Terça - 16/11/2010

Tanlines

Entrada $30 (na porta)
Porta 22h / Show 0h

Diretamente do caldeirão cultural que se tornou o Brooklin nos últimos anos vem o Tanlines. Formado por Jesse Cohen (do projeto Professor Murder) e Eric Emm, que já tocou em bandas de rock experimental como Storm and Stress e Don Caballero, o Tanlines existe há 2 anos e tem uma discografia extremamente enxuta. O projeto lançou apenas 2 remixes e 2 EPs, que no entanto já causaram comoção o suficiente para chamar a atenção do mundo todo.

A princípio, o Tanlines soa como o filho bastardo do Vampire Weekend com o Delorean. De fato, o som de Jesse e Eric fica entre esses dois mundos: o trabalho cuidadoso da guitarra estralada que remete aos grandes artistas pop da Mãe África envolto em uma produção eletrônica com timbres ingênuos. Se for para traçarmos comparações com o passado, o Tanlines é muito mais Paul Simmon quando descobriu o batuque do que David Byrne (como alguns conterrâneos do Brooklin), ou seja, beira o cafona mas acerta no cult.

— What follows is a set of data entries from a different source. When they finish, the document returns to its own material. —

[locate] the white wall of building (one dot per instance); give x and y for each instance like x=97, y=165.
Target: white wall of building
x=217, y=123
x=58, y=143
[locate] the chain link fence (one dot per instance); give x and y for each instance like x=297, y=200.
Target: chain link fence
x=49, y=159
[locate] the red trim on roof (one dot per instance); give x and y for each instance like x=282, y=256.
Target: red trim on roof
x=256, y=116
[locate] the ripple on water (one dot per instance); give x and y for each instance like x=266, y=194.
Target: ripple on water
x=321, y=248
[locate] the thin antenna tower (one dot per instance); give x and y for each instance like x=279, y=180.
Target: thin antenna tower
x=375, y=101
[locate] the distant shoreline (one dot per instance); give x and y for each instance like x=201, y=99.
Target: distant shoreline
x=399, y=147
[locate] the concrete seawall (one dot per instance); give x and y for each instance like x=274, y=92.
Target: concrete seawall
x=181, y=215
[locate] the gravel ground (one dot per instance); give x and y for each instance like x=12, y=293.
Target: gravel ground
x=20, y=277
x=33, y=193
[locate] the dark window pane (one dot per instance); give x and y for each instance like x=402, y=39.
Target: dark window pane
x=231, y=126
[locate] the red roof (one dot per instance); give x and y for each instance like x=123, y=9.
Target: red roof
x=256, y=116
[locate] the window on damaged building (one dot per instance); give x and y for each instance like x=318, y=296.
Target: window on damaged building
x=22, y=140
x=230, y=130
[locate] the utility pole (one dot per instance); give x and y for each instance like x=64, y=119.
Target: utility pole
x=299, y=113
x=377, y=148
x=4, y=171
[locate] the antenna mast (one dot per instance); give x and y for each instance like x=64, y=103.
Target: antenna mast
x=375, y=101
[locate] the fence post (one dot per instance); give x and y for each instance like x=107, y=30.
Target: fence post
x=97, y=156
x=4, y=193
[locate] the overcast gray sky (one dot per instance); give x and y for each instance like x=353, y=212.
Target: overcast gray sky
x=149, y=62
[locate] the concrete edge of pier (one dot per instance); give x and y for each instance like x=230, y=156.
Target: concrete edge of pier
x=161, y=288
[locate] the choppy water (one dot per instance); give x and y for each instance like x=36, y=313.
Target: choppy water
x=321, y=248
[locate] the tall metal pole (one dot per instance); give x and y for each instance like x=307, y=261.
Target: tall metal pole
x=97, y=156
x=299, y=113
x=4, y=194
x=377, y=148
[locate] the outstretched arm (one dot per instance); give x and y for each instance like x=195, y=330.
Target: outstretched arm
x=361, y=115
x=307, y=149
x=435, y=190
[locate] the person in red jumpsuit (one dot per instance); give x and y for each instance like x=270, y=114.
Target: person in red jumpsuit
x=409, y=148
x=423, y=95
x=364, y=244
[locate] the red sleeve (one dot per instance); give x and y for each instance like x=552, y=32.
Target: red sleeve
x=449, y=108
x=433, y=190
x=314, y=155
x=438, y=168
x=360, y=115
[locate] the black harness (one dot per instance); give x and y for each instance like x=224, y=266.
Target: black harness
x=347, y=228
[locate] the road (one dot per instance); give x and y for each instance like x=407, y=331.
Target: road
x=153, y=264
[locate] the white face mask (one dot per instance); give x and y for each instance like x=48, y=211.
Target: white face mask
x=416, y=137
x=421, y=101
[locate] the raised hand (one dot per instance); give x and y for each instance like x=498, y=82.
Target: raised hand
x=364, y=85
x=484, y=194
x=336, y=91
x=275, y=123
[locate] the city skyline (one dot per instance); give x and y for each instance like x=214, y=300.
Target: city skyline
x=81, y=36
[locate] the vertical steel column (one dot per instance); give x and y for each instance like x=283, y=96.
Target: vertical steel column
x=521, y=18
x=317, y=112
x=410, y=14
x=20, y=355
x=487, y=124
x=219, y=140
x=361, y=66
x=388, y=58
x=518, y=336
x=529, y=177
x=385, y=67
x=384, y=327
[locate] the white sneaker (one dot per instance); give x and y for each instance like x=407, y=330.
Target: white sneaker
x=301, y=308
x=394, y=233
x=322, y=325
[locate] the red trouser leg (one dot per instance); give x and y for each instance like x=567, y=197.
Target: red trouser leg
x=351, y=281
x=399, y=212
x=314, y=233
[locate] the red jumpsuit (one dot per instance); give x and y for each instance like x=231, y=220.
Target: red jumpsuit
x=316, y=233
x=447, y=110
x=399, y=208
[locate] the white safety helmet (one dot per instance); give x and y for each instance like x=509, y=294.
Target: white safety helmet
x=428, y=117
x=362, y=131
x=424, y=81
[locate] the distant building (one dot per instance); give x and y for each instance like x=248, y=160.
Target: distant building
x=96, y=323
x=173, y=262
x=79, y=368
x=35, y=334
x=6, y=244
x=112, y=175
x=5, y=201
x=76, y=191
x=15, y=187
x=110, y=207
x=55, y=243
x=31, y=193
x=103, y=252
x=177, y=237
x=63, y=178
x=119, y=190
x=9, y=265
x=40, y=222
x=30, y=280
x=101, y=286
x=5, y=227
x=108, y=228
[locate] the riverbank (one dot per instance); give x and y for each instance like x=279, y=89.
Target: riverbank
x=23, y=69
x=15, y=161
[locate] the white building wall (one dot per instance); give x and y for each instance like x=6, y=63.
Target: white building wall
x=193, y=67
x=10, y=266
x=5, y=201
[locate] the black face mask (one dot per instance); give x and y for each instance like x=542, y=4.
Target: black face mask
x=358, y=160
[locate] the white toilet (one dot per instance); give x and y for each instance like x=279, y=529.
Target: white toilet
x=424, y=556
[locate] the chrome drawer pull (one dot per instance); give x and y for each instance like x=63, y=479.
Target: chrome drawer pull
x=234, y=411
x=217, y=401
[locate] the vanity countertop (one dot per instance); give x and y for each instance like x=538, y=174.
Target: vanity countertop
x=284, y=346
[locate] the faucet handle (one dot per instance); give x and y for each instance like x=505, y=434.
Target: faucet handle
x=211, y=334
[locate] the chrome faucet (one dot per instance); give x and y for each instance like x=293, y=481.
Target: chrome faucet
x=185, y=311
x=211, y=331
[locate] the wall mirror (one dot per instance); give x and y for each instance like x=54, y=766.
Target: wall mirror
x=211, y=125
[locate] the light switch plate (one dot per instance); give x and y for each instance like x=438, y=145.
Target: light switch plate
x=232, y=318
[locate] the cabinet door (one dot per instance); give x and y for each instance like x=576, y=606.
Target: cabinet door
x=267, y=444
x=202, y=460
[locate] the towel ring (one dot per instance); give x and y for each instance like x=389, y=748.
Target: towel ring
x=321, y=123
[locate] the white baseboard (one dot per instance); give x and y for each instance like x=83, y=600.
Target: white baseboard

Após algumas audições, o som do Tanlines se desdobra nos ouvidos em um trabalho meticuloso. A produção cristalina deixa bastante espaço entre os elementos das canções. Cada linha de percussão tem o seu devido momento de brilhar. Toda linha percursiva tem também um componente melódico. As faixas evoluem de forma fácil. Kalimbas e marimbas se misturam a pads atmosféricos e linhas sintéticas, em andamentos peculiares e padrões geométricos.

É fácil se perder na tranquilidade e não-abrasividade do som do Tanlines. Como o próprio nome da banda sugere, é o tipo de som para dias ensolarados. É uma mistura de bom humor, romantismo e escapismo. Uma ode a um outro tipo de vida. O bom humor da banda fica fácil de perceber quando os próprios acabaram de lançar uma versão comemorativa da sua música mais conhecida, "Real Life", para a Copa do Mundo, adicionando o distinto som das vuvuzelas (Sim! Elas estão invadindo o mundo da música! Corram para as montanhas!).

Em tempos de re-descoberta do velhíssimo continente, o ocidente se maravilha com os ritmos e com a qualidade quente e única do som africano. Alguns podem discutir que a assimilação dessas influências por parte de projetos com o Tanlines são reduções um pouco grosseiras de um universo muito grande de poliritmos e harmonias complexas. Mas se o pop ao redor do mundo puder ao menos chupinhar um pouco da alegria e energia radiante de Fela Kutis, Miriam Makebas, Farka Tourés e outros artistas africanos, o mundo da música vai ficando um pouco mais feliz.